Die ersten 20 Runden laufen sich dann wie von selbst. Danach kommen erste Krämpfe. Erst in den Waden, später gefühlt überall. Löffelweise Salz bringt kurz Erleichterung und gleicht den Mineralhaushalt zumindest kurzzeitig aus.
„Irgendwann tat einfach alles weh – da merkst du die Krämpfe nicht mehr.“
Aussteigen? Keine Option. Nicht für einen, der schon die TorTour de Ruhr, den Triple Ultra in Lensahn und den Zugspitz-Ultratrail gemeistert hat.

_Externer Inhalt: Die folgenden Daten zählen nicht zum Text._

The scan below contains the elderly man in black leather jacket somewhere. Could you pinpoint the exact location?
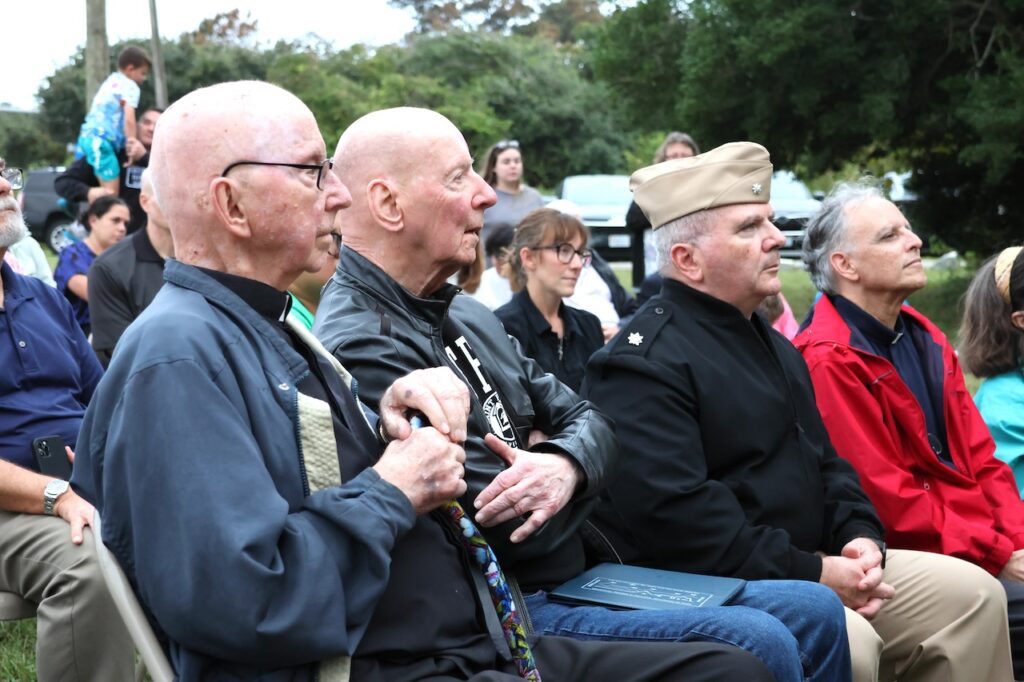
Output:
[313,109,849,681]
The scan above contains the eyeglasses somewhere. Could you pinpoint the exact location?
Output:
[0,168,25,189]
[534,242,594,267]
[220,159,334,189]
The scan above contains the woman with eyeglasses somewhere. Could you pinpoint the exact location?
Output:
[495,208,604,391]
[53,195,131,336]
[956,247,1024,494]
[480,139,544,242]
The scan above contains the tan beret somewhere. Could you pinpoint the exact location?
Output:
[630,142,772,229]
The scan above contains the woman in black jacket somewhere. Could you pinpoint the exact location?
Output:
[495,208,604,391]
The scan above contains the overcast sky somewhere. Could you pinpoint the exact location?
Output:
[7,0,415,110]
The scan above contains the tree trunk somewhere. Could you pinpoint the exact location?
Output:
[85,0,111,111]
[150,0,167,109]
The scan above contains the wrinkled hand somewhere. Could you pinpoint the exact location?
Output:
[473,433,580,543]
[125,137,145,163]
[998,550,1024,583]
[374,424,466,514]
[85,187,114,204]
[820,538,896,620]
[53,487,94,545]
[526,429,548,447]
[53,445,93,545]
[380,367,470,442]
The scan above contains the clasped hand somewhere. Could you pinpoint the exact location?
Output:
[821,538,896,620]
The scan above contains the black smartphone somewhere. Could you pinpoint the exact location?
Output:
[32,436,71,480]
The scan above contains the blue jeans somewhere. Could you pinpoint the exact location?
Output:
[525,581,852,682]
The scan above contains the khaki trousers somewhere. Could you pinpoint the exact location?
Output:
[0,511,135,682]
[846,550,1014,682]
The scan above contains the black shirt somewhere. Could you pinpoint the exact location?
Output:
[88,229,164,368]
[495,289,604,392]
[829,296,955,468]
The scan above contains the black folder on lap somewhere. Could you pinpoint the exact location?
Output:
[548,563,746,608]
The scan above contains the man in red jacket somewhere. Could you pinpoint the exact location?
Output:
[794,184,1024,679]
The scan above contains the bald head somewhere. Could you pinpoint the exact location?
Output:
[335,108,496,294]
[150,81,316,236]
[150,81,348,290]
[334,106,463,233]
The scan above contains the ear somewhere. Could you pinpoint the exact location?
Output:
[367,178,406,232]
[669,242,705,283]
[1010,310,1024,332]
[210,177,252,239]
[828,251,860,282]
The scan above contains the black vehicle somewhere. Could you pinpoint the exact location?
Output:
[555,175,633,260]
[18,168,83,253]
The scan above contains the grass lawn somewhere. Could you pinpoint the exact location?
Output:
[0,619,36,682]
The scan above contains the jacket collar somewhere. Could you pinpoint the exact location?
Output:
[164,258,309,376]
[660,278,751,323]
[512,289,580,339]
[793,295,943,351]
[334,247,462,327]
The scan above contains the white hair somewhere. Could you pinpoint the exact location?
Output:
[654,209,715,275]
[803,179,885,294]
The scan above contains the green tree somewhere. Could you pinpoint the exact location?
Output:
[593,0,1024,252]
[390,0,538,34]
[37,10,274,143]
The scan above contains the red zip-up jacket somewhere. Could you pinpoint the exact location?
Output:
[794,296,1024,576]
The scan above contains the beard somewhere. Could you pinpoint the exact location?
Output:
[0,195,29,249]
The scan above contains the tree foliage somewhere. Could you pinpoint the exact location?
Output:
[592,0,1024,252]
[390,0,537,34]
[32,9,632,188]
[0,112,68,168]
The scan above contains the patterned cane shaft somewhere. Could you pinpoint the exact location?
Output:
[444,501,541,682]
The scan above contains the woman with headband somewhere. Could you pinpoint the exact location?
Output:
[957,247,1024,492]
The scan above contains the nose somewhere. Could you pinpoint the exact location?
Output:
[907,230,925,251]
[764,220,785,251]
[473,171,498,209]
[324,168,352,211]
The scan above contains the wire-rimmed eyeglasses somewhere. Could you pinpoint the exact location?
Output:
[220,159,334,189]
[0,168,25,189]
[534,242,594,267]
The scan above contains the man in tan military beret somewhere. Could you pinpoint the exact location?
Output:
[583,142,1013,681]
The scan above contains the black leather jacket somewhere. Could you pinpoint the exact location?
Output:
[313,249,618,589]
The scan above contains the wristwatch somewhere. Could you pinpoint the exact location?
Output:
[43,478,71,516]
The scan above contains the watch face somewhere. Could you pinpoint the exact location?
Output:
[46,480,69,497]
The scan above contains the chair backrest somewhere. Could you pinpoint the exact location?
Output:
[92,511,174,682]
[0,591,36,621]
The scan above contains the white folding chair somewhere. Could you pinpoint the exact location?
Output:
[92,511,174,682]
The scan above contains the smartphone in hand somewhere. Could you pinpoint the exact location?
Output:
[32,436,71,480]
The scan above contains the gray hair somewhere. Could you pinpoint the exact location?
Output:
[803,178,885,294]
[654,209,715,275]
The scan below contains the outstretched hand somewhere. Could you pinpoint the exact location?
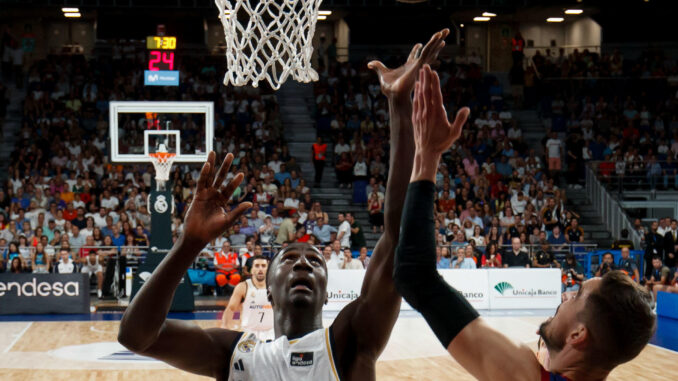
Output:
[367,29,450,97]
[412,65,470,157]
[184,151,252,244]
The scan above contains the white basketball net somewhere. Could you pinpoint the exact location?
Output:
[215,0,322,90]
[149,152,176,184]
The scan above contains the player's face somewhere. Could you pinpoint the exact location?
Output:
[537,278,601,371]
[252,259,268,282]
[267,243,327,313]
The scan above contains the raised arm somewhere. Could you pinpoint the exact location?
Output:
[333,29,449,364]
[394,66,540,381]
[118,152,251,380]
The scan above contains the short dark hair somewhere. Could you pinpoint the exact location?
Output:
[577,270,656,370]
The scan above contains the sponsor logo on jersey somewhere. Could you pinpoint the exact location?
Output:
[290,352,313,366]
[233,359,245,372]
[238,339,257,353]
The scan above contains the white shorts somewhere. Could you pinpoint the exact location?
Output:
[80,264,104,274]
[250,328,275,342]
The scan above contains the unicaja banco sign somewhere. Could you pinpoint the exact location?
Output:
[494,282,558,298]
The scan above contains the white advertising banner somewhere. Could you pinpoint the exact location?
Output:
[323,270,365,311]
[438,269,490,310]
[487,269,561,310]
[323,269,490,311]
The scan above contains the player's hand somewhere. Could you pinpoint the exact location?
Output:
[367,29,450,97]
[412,65,470,155]
[184,152,252,244]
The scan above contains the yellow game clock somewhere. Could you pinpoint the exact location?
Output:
[146,36,177,50]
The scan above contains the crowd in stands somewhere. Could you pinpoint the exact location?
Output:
[0,45,365,292]
[525,49,678,191]
[315,55,596,274]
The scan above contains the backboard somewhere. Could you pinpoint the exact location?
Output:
[109,101,214,163]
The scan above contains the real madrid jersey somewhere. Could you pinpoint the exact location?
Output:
[228,328,339,381]
[241,279,275,341]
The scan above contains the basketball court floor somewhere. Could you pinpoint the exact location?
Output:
[0,311,678,381]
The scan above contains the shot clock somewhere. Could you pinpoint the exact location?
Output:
[144,36,179,86]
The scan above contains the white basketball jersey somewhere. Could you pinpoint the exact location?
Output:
[240,279,275,341]
[228,328,339,381]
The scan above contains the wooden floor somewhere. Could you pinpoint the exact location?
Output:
[0,316,678,381]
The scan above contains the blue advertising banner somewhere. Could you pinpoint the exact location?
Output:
[144,70,179,86]
[0,274,89,315]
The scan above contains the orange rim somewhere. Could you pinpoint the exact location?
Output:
[148,152,176,163]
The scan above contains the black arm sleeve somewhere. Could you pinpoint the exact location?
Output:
[394,181,478,348]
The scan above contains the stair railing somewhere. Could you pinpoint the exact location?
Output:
[586,165,642,248]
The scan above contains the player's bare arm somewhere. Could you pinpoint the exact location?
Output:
[221,282,247,329]
[395,66,540,380]
[118,152,251,380]
[333,29,449,379]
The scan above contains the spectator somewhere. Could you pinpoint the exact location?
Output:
[502,237,530,268]
[358,246,370,270]
[547,225,567,251]
[323,245,339,270]
[312,217,337,245]
[56,247,76,274]
[452,246,476,269]
[562,253,584,292]
[617,248,652,283]
[645,256,672,292]
[595,253,617,277]
[532,241,560,268]
[337,213,351,248]
[480,242,502,268]
[367,192,384,233]
[259,215,277,245]
[346,212,367,250]
[228,222,248,247]
[341,249,364,270]
[7,257,27,274]
[436,246,451,269]
[612,229,634,250]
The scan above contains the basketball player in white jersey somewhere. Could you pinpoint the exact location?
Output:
[118,30,449,381]
[221,256,275,341]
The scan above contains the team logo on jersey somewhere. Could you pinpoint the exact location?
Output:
[233,359,245,372]
[153,195,169,214]
[238,339,257,353]
[290,352,313,366]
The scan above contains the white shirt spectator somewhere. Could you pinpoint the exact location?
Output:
[334,143,351,156]
[546,138,563,158]
[337,220,351,248]
[101,196,120,209]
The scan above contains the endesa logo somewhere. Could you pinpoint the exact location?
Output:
[0,278,80,297]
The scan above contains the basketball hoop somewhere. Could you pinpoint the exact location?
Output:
[215,0,322,90]
[148,152,176,190]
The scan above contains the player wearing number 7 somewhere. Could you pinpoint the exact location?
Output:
[221,256,275,342]
[394,66,655,381]
[118,30,449,381]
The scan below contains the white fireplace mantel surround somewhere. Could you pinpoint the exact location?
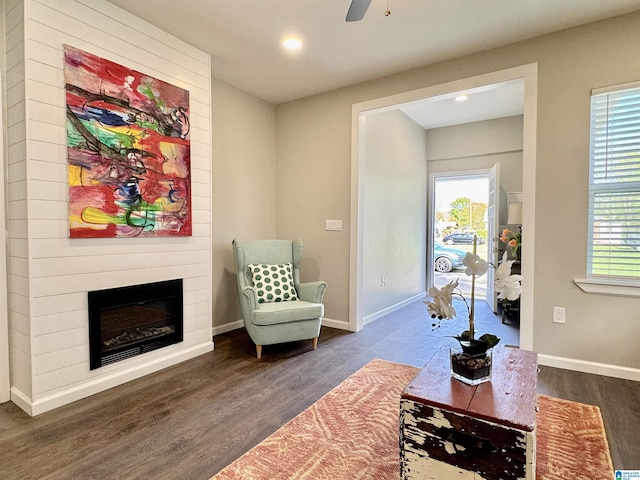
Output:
[3,0,213,415]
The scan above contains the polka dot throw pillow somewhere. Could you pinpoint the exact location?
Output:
[248,263,298,303]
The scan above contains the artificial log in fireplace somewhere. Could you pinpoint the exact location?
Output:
[89,279,183,370]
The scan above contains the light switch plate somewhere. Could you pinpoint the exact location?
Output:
[325,220,342,232]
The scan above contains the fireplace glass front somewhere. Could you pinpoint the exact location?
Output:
[89,279,183,370]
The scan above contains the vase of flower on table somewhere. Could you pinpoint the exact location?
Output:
[424,235,522,385]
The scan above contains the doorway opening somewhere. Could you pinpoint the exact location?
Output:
[428,173,491,300]
[348,63,538,349]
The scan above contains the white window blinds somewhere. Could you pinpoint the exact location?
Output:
[587,82,640,281]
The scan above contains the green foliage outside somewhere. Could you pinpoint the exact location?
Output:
[445,197,487,240]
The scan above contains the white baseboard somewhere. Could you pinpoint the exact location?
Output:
[538,354,640,382]
[11,341,213,417]
[211,318,349,337]
[211,320,244,337]
[362,292,426,325]
[322,317,349,330]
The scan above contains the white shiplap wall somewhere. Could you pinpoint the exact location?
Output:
[7,0,213,414]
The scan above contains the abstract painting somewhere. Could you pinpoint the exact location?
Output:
[64,45,192,238]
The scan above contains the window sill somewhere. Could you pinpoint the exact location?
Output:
[573,278,640,297]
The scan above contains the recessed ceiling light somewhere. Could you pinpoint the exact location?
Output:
[282,37,302,52]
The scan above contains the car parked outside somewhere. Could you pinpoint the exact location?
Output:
[442,233,485,245]
[433,243,467,273]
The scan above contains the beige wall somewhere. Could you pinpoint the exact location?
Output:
[212,79,276,333]
[276,13,640,369]
[362,110,427,323]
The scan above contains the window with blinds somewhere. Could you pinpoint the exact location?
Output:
[587,83,640,281]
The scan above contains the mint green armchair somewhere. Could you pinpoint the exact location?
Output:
[233,238,327,358]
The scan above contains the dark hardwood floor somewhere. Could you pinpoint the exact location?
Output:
[0,302,640,480]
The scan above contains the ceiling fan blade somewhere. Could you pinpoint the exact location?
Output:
[346,0,371,22]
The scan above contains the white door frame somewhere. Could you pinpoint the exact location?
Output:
[349,63,538,350]
[0,71,11,402]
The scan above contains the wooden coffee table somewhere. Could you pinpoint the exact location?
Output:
[400,347,538,480]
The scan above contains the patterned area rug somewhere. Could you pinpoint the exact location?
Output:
[212,360,613,480]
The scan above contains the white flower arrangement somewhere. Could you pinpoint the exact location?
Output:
[424,236,522,353]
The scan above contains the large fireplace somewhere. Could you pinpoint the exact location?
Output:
[89,279,183,370]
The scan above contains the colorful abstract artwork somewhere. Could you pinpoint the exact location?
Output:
[64,45,192,238]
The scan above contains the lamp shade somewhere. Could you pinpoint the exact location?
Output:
[507,202,522,225]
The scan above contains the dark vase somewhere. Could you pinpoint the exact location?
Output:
[449,348,492,385]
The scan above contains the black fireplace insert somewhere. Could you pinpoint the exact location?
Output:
[89,278,183,370]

Als es dunkel wird, hat Thomas 35 Runden hinter sich. Die Spitzhaustreppe ist beleuchtet, Dynamo Dresden zündet zu den Aufstiegsfeierlichkeiten (oder zum Anfeuern der Treppenläufer?) ein Höhenfeuerwerk in der Ferne – Thomas läuft weiter. Cola, Adrenalin und ein eiserner Wille tragen ihn durch die Nacht: „Oft habe ich zwischendurch auch gar nicht daran gedacht, wo ich bin, dann läuft man fast wie in Trance und wacht dann plötzlich auf und freut sich, dass man wieder 5 Runden mehr auf der Liste hat.“
Wer sich auf einem Feldbett im Ruhebereich niederlässt, kommt kaum wieder hoch. Thomas nicht. Keine Sekunde Schlaf, kein Zelt. Nur der Wille zählt. So war der ehrgeizige Plan.
Die letzten Meter: Die Finisher-Medaille gibt es schon vor dem Ziel
Am frühen Morgen sind es noch 20 Runden. Dann zehn. Dann fünf. Das Ziel rückt näher.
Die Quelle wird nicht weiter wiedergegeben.